Today the Ohio State Buckeyes play the Maryland Terrapins at noon. Nowadays, that seems like a weird time for an OSU football game. It’s so early! Now, the Buckeyes typically play at 3:30 or at 8:00, under the lights.
But when I first started going to OSU football games in the ’70s, noon was the kickoff time for pretty much every game. And at our house, where Dad and Mom hosted a gang of clients, colleagues, and family members who were going to the game, the noon kickoff produced a certain rhythm and sameness.
Scarlet-and-gray clad people started arriving at about 8:30. An Ohio State Marching Band record would be playing on the stereo, and Mom would lay out a buffet of food. For the hardy souls — and I do mean hardy — Uncle Tony would prepare lethal, translucent Bloody Marys that could end your football Saturday before it really began. Jim, Aunt Bebe and I would look at Aunt Bebe’s football card, which identified the games you could bet on for the day and their spreads, and Aunt Bebe would consult her season-long Stat-Key information before making her picks. As kickoff time neared, we’d start to hear the motors of the prop planes flying overhead, heading for Ohio Stadium with their advertising banners for pizza or insurance in tow.

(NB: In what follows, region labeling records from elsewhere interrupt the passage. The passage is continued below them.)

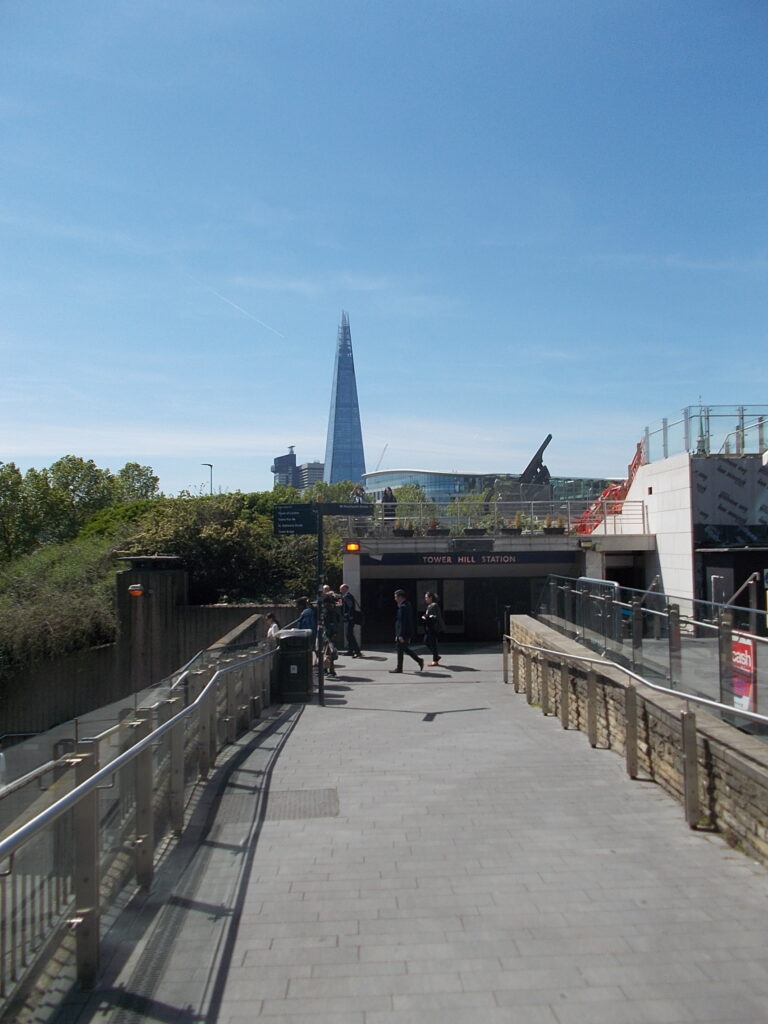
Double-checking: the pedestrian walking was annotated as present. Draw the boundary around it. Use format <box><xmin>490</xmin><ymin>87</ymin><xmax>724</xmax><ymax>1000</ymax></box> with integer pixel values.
<box><xmin>381</xmin><ymin>487</ymin><xmax>397</xmax><ymax>523</ymax></box>
<box><xmin>339</xmin><ymin>583</ymin><xmax>362</xmax><ymax>657</ymax></box>
<box><xmin>319</xmin><ymin>584</ymin><xmax>340</xmax><ymax>676</ymax></box>
<box><xmin>389</xmin><ymin>590</ymin><xmax>424</xmax><ymax>673</ymax></box>
<box><xmin>421</xmin><ymin>590</ymin><xmax>445</xmax><ymax>669</ymax></box>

We’d nibble at food, listening to the noise level in our split-level house mount as more people arrived and feeling that growing excitement that comes with the knowledge that a game is only hours away and you’re going. Jim and I were usually responsible for making sure that iced-down coolers of beer and sodas were put in our transportation. Then the departure time would come, and we’d don our Buckeye Nation gear, pile into a van or RV, and roll from Upper Arlington down to the French Field House parking lot across from the Stadium for some tailgating before game time.
After the game — which usually lasted no more than three hours, because only one or two of Ohio State’s games were televised each season and at the game you didn’t have to wait through a bunch of commercial interruptions — we’d return home, ready to celebrate another Buckeye victory and eat the lavish spread that Mom had set out. The adults would drink some more, but Jim and I would usually go outside to throw the football around with our neighborhood friends on a crisp autumn afternoon, and there was still plenty of daylight left to do so. When we came back inside the remaining guests were roaring and red-faced and entertaining in their own right, and usually there would be a late game to watch before the 11:30 start of The Woody Hayes Show rolled around.
College football coaches don’t like noon kickoffs these days. They want a later kickoff, so visiting recruits can see the campus and spend some time with the current players before the games begin, and I can understand that. But as a kid, I liked the noon games. The memories of those games during my teenage years are still very fresh.